Both government and organisational support will enable the transition and ensure robotics is widely adopted. Baker said co-created solutions will bring confidence, awareness and investment.

The Bristol Robotics Lab has been growing in its joint ventures with universities for over a decade. It is involved in a wide range of national and international robotics research projects. “It is very much an incubation space.”

The government supports a range of different programmes. One example is the Future Flight Challenge. Seventeen different phase three challenges will be trialled and demonstrated over this year. The projects will share £73 million in funding to develop and demonstrate integrated aviation systems and new vehicle technologies.

“The big challenge is moving to a system with connectivity between these different approaches and trials. A mainstream of capabilities will be a huge resource in emergency response and asset inspection.”

Oil and gas sectors use drones to monitor field activities, monitor the construction of new infrastructure, and identify pipeline encroachment.

The government’s Centre for Connected and Autonomous Vehicles (CCAV) shows the ambition for self-driving cars. But there are regulatory hurdles. “It’s complicated to enable a digital app environment for these vehicles. It’s a big challenge. We are now seeing a lot of investment in semi-controlled environments, such as shuttle buses. Oxa, for example, is running a trial in Florida.”

Baker explained the challenge is getting regulators happy with it and the adopter and the end user to pay. None of this will be funded by investment. There must be revenue streams and stages to get widespread adoption. “The big hype of ‘let’s throw billions at it’ has gone.” There is a lot of potential, but it is about attracting wise investment for a glide path and a sustainable business model.

The big opportunities are in the logistics sector rather than on the roads.

The government is also investing hugely in farming R&D, mainly due to the UK’s split from Europe. “We are investing in farmers improving their sustainability. There is funding for the companies producing the technology and for the farmers to trial and deploy that. It’s an exciting time to be in the agricultural sector. We know that dairy farming has used robotics for decades.” Picking and packhouse automation is also stepping up.

There is also a considerable amount going on in defence. The uncrewed system strategy (formerly the defence drone strategy) aims to enhance collaboration and innovation relating to uncrewed systems. The government has committed £4.6 billion over ten years.
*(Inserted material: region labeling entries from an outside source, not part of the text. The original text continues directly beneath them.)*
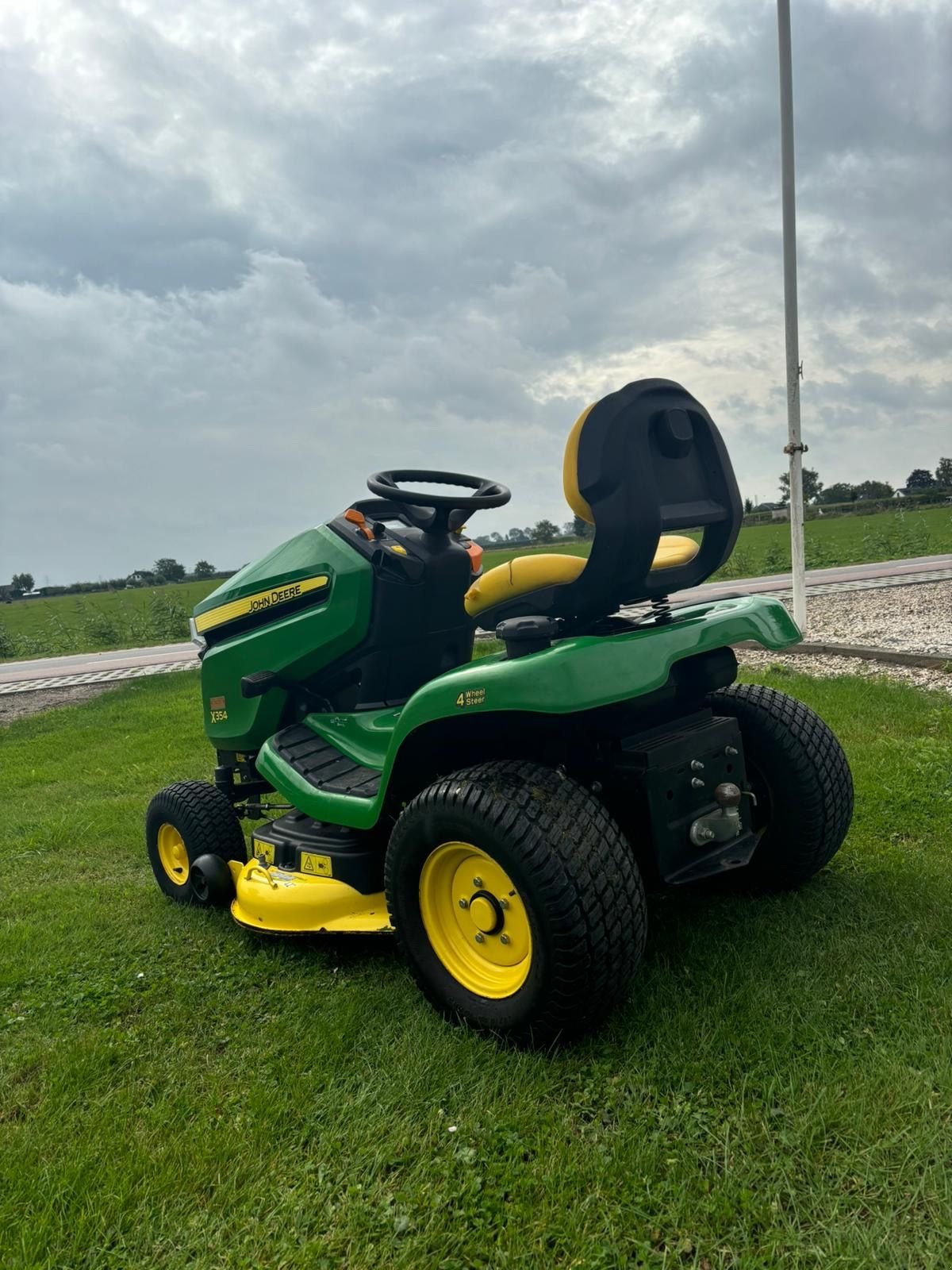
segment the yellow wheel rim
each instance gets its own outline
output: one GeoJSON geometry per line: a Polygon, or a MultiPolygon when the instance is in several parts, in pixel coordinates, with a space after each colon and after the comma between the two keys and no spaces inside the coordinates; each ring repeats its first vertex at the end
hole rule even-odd
{"type": "Polygon", "coordinates": [[[174,824],[164,824],[159,829],[159,860],[169,880],[184,886],[188,881],[188,851],[174,824]]]}
{"type": "Polygon", "coordinates": [[[532,931],[505,869],[468,842],[444,842],[420,872],[420,916],[433,951],[479,997],[512,997],[532,965],[532,931]]]}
This will explore autonomy in drones, vehicles, offshore and underwater.

The government has a science and technology framework for governance, procurement, skills, and capabilities.
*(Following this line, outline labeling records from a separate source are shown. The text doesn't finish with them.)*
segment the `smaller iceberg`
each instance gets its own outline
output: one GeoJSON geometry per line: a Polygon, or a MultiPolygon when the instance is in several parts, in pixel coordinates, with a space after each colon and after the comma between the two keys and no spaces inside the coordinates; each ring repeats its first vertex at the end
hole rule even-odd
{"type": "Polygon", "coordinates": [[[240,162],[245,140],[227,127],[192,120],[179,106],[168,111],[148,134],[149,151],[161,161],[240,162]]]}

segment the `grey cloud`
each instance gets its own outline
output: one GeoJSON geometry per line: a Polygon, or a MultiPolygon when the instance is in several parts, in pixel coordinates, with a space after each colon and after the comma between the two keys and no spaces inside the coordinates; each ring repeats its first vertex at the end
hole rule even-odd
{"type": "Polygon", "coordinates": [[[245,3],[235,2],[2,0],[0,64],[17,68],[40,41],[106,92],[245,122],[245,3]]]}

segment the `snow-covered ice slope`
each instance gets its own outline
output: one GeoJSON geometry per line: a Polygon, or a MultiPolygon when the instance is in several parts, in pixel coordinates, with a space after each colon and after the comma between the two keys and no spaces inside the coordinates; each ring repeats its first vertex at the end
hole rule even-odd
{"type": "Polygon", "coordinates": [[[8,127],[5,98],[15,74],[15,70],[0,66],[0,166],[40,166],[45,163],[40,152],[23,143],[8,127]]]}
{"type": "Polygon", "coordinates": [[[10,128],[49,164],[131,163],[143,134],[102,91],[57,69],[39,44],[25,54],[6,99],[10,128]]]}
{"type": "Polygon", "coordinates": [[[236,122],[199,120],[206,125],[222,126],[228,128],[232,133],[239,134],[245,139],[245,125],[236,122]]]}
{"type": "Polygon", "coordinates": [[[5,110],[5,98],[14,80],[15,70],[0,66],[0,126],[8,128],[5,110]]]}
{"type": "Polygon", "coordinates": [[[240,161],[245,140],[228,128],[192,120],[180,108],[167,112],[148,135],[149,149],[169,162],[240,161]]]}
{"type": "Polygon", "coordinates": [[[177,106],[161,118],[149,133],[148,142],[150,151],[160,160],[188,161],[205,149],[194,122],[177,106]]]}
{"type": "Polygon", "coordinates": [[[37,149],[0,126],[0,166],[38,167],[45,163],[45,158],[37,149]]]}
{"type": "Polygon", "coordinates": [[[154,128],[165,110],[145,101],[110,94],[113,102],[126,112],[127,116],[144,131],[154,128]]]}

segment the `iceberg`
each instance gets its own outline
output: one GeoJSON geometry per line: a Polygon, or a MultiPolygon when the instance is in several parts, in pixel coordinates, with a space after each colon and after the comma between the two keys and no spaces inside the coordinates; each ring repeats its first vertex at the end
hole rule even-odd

Question from the audience: Poland installed a drone traffic management system in 2020. Why don’t we have that in the UK? What is the barrier to that?

“It needs a mandate from the government to say, everyone flying crewed aircraft needs to have digital visibility to everyone else. You’ve probably got a mobile phone in your pocket so you could be visible through that, but the way society has developed in the UK around transport, we have yet to require that. Interestingly, defence, procurement, health, police, and rail are all asking for the same thing – can we have a system where everybody is visible? It probably is a mandate for the government. It doesn’t cost anything, but it does upset the current way of operating where anybody can do it and fly what they want.”